A co-defendant driver who was cleared of liability—whom Dwyer said was not at fault but was named in the suit to avoid an “empty chair” at the defense table—was represented by Victoria Shaw of Marietta’s Downey & Cleveland.
“We are extremely pleased with the jury’s verdict,” said Shaw in an email. “We think they did the right thing by finding no fault on behalf of my client, Ms. Luong.”
According to Dwyer and court filings, Michael Votta, 66, was waiting to cross the street to Christ the King Cathedral when a northbound Toyota Rav4 driven by Jacob Goldberg crossed the southbound lanes as he turned into the Park Place condominiums.

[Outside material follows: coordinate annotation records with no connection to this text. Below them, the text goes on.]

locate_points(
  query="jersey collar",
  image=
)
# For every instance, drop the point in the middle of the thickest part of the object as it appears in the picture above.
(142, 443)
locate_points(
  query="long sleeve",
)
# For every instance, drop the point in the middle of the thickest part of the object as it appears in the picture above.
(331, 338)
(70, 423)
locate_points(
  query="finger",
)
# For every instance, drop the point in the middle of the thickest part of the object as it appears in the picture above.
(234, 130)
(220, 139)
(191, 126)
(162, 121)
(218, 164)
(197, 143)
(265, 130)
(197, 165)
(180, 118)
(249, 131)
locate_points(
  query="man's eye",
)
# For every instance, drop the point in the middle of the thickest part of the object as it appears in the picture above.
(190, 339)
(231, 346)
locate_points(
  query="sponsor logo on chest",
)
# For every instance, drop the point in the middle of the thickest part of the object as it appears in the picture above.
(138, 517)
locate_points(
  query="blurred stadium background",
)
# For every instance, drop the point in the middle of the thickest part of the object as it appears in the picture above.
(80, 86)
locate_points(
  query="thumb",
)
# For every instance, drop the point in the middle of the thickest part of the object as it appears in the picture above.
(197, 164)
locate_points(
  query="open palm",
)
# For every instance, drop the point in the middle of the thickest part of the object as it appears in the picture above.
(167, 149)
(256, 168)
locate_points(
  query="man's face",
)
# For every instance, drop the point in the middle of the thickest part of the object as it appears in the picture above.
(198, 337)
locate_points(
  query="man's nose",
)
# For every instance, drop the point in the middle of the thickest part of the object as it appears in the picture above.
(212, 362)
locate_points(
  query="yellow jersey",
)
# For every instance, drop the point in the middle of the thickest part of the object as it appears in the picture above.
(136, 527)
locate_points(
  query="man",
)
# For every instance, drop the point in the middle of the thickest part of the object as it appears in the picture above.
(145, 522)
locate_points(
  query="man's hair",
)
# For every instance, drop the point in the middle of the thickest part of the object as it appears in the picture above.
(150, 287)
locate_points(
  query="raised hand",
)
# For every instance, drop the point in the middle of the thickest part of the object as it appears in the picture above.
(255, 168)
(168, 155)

“Goldberg almost made it,” Dwyer said, but a southbound Porsche driven by Phuong Luong clipped the rear of his car, spinning it and pinning Votta to a metal utility pole.
Votta suffered a fractured pelvis and fractures to his left tibia and fibula, along with lesser injuries.
Votta was taken to Grady Memorial Hospital, where he underwent surgery. He was later taken to Emory University Hospital for two weeks of rehab. He was confined to a bed for several weeks more, and was unable to walk for more than three months after the accident.
Atlanta police cited Goldberg for failure to yield, but that evidence was excluded at trial, Dwyer said.
Bird said Votta, an old friend, contacted him for assistance, and Bird enlisted Dwyer. The pair have collaborated on each other’s cases for about 40 years.
Votta sued Goldberg and Luong in Fulton County State Court last year. Dwyer said they pushed to get the case on a trial calendar as soon as possible, but State Farm wanted to mediate.
During a mediation before Tom Harper of Bay Mediation & Arbitration, Dwyer said the insurer never came close to what his side was seeking. Finally, he said, Harper came up with what he thought was a reasonable figure.
“It was significantly less than what we ended up with at trial, but we basically said ‘yes’ and they said ‘no,’” he said.
Trial started before Judge Patsy Porter on May 7, and wrapped up two days later.
“It’s unbelievable to try a case that fast, and it’s a tribute to Judge Porter,” Dwyer said. “She issues very prompt rulings, and she hates to keep a jury waiting.”
According to the defense portion of the pretrial order, Goldberg’s counsel claimed Luong caused the accident by hitting his vehicle, while Luong’s defense was that Goldberg turned in front of her.
There were no outside experts, Dwyer said, and the bulk of the testimony was by Votta’s treating medical providers.
Dwyer said he suggested in closings that the jury award $3 million and, if the panel found any liability on Luong’s part, “we said maybe 3 or 4 percent in comparative fault.”
Late in the afternoon of May 9, the jury took about an hour and 15 minutes to find Goldberg 100 percent liable, Dwyer said. They awarded $1,918,033, including $1.3 million for general damages, $180,000 for Votta’s knee surgery and $438,033 in fees and expenses.
Dwyer said the jury came back around 7 p.m. He was unable to speak with the jurors since they immediately left to catch the last shuttle.